On average, each higher education student who attends a private center spends 6,358 euros each course, a statistic that higher vocational training pulls down with prices significantly lower than the university. Private is expensive, but public is not cheap either: those who use the public system spend 1,533 euros annually, always according to the Household Expenditure on Education Survey of the National Institute of Statistics for the 2023-2024 academic year, the latest data available. Those same figures were 664 euros in public and 4,656 euros in private in 2019 – always on average and with the FP effect – which means that in the five years that have passed, public spending has more than doubled while private spending has increased by 30%.
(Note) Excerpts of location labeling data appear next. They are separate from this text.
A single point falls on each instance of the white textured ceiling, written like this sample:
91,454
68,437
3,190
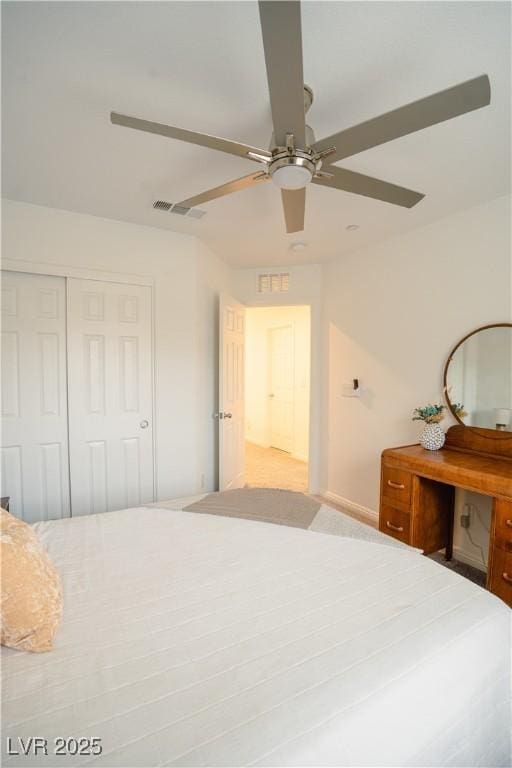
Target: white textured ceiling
200,66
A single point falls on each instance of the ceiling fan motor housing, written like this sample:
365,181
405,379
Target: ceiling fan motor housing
292,168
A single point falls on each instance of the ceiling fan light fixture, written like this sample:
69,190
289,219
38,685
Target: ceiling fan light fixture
291,177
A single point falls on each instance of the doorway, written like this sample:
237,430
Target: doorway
277,397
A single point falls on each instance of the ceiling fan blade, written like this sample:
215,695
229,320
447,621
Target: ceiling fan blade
202,139
225,189
282,43
358,184
431,110
294,206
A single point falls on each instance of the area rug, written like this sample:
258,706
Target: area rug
267,505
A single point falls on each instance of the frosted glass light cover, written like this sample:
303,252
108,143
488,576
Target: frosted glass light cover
291,177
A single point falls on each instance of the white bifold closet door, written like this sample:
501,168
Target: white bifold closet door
110,395
34,406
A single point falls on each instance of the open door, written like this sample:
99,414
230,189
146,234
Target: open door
231,394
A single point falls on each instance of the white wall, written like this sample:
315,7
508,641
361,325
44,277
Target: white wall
259,321
213,278
393,312
186,277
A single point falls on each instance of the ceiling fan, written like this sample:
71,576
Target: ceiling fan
295,157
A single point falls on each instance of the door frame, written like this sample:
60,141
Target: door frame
62,270
315,381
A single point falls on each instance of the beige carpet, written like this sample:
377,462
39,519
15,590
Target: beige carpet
270,468
267,505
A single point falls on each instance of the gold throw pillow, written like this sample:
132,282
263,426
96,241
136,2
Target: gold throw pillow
31,588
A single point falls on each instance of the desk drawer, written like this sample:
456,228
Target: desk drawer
396,488
500,580
395,523
503,521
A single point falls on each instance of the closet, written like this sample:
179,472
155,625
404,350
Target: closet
77,395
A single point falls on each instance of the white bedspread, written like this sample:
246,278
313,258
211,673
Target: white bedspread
199,640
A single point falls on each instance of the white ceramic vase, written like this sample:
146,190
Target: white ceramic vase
432,438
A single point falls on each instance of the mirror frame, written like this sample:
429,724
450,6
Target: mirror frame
445,374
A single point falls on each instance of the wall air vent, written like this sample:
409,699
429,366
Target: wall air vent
180,210
274,283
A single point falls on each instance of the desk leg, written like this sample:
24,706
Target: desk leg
449,533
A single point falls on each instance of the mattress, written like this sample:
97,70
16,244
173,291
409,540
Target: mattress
199,640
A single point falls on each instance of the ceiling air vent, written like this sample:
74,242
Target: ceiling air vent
161,205
180,210
274,283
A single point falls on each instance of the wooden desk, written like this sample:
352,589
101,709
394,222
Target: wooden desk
418,491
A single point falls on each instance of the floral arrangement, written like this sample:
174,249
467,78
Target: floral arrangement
432,414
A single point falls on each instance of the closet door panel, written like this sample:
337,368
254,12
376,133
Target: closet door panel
34,399
110,400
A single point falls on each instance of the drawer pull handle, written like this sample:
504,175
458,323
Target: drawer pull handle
392,484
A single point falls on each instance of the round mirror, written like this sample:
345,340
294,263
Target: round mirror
478,378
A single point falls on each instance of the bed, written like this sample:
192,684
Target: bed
203,640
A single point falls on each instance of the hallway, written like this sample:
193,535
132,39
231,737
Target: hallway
271,468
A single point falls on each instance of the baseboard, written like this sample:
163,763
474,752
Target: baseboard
256,442
464,557
351,506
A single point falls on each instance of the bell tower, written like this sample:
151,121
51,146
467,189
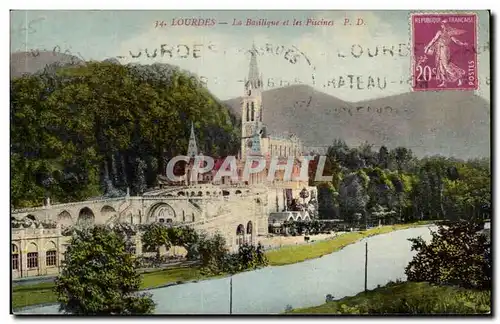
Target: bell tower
251,109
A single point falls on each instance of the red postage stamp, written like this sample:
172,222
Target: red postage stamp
444,51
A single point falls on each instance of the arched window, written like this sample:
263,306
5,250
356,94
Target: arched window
15,257
51,255
51,258
32,256
240,234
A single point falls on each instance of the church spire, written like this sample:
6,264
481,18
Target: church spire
192,148
253,72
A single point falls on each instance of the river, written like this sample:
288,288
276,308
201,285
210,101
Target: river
270,290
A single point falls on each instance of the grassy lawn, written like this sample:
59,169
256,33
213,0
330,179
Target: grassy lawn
299,253
41,293
408,298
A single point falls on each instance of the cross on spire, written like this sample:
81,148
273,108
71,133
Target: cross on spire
253,72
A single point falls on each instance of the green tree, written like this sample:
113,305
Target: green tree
99,276
458,254
154,236
70,122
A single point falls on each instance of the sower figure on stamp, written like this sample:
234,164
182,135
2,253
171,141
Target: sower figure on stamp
446,70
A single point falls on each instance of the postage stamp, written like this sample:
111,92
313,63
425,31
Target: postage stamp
444,51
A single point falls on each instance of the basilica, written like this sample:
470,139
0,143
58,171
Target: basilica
242,210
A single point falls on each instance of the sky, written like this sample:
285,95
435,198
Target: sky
357,46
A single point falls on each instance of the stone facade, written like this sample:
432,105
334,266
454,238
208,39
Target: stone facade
237,209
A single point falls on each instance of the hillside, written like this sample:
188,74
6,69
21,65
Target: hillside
448,123
99,128
31,62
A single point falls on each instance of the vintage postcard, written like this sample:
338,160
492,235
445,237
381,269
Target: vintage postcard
250,162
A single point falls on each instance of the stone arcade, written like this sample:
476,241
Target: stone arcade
239,210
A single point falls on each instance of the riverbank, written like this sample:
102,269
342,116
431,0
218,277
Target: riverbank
293,254
42,293
415,298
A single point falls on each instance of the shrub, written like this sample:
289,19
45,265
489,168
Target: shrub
457,254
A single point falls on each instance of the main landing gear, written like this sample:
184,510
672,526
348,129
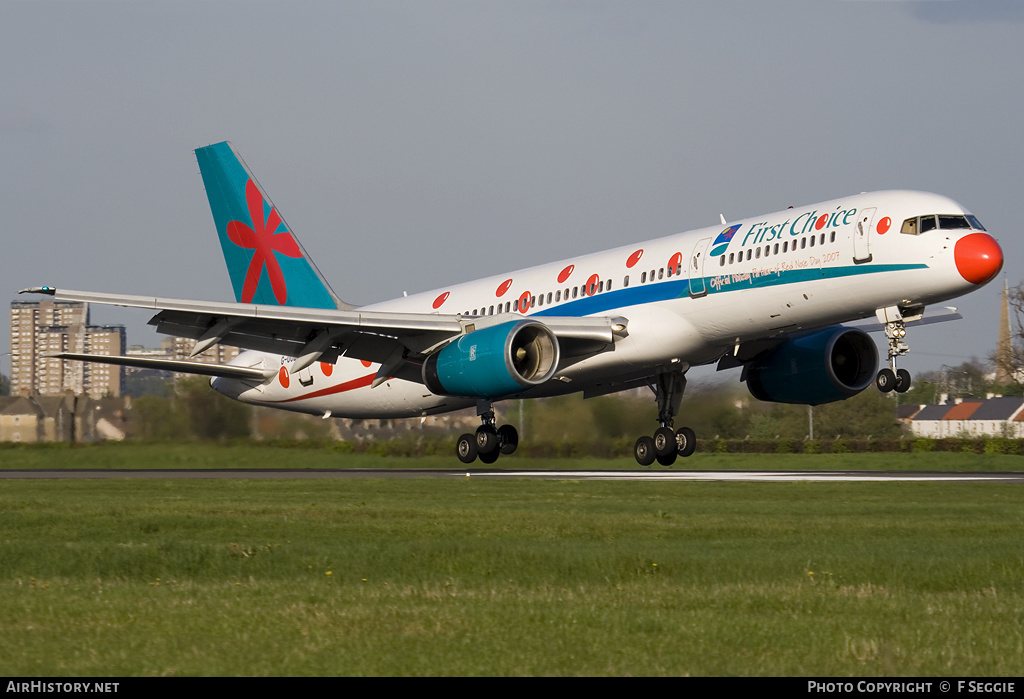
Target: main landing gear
667,444
488,442
890,378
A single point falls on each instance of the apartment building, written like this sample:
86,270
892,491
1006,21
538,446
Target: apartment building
39,329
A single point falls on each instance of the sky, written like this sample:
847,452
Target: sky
415,144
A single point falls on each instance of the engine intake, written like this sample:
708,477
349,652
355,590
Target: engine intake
494,362
815,368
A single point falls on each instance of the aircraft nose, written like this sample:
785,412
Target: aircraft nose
978,257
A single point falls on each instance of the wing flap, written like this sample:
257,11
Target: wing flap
225,370
372,336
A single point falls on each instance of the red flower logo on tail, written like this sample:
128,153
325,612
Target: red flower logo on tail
265,242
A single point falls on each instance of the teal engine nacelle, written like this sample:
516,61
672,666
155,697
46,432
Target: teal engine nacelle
495,361
815,368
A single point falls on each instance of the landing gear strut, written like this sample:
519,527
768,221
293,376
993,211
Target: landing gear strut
667,444
890,378
488,442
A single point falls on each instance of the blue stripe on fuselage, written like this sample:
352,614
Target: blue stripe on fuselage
676,289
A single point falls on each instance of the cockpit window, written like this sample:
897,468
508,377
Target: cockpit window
922,224
952,222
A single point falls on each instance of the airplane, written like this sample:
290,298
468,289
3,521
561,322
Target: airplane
768,294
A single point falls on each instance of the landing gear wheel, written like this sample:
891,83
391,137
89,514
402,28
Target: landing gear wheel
886,381
508,437
665,443
902,381
686,441
643,450
486,440
465,448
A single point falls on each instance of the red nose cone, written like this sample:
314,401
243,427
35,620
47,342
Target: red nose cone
978,257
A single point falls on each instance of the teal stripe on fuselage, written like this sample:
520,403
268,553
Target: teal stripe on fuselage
675,289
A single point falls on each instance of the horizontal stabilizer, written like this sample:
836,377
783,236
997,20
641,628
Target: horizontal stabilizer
225,370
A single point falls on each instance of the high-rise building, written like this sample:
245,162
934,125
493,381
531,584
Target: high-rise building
39,329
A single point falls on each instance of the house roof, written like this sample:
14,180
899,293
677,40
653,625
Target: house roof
932,412
998,408
962,410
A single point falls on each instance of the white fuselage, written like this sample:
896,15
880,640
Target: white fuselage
687,298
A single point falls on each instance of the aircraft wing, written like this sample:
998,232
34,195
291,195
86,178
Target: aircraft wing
323,335
226,370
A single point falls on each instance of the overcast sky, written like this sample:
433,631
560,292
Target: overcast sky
415,144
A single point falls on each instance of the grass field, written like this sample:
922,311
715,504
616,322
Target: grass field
292,577
249,455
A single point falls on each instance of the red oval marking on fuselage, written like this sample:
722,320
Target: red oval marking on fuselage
675,262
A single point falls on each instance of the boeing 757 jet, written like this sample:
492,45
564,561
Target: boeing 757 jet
769,295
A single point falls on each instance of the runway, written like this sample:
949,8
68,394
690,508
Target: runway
494,474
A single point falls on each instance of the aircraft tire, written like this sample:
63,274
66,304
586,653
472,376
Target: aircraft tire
665,442
686,441
486,439
886,381
465,448
643,450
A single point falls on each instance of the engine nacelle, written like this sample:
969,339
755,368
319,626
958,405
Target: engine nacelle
495,361
820,367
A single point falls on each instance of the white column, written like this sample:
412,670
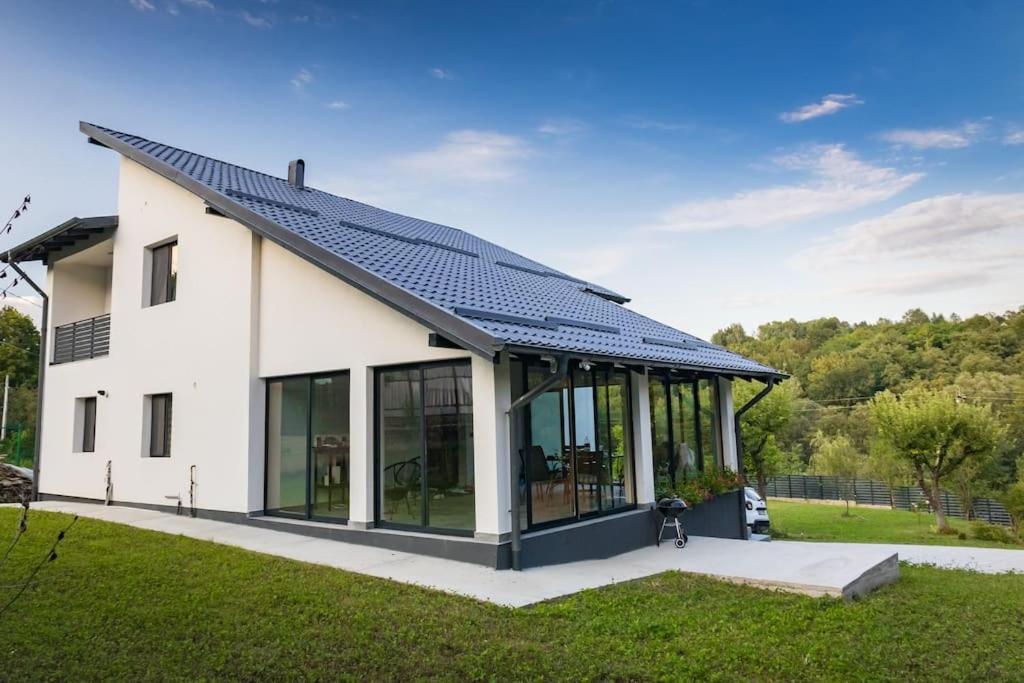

While this is happening, a paradox occurs: on the one hand, an agreement in 2020 caused the autonomous communities with the most expensive public prices to lower the cost of their studies (although there are still large differences between regions); On the other hand, many communities are implementing or extending free initial registrations. But the cap on places limits who can benefit from these measures because not everyone fits, only those with the best grades can aspire to a public place. And performing in high school and high school is also a matter of class.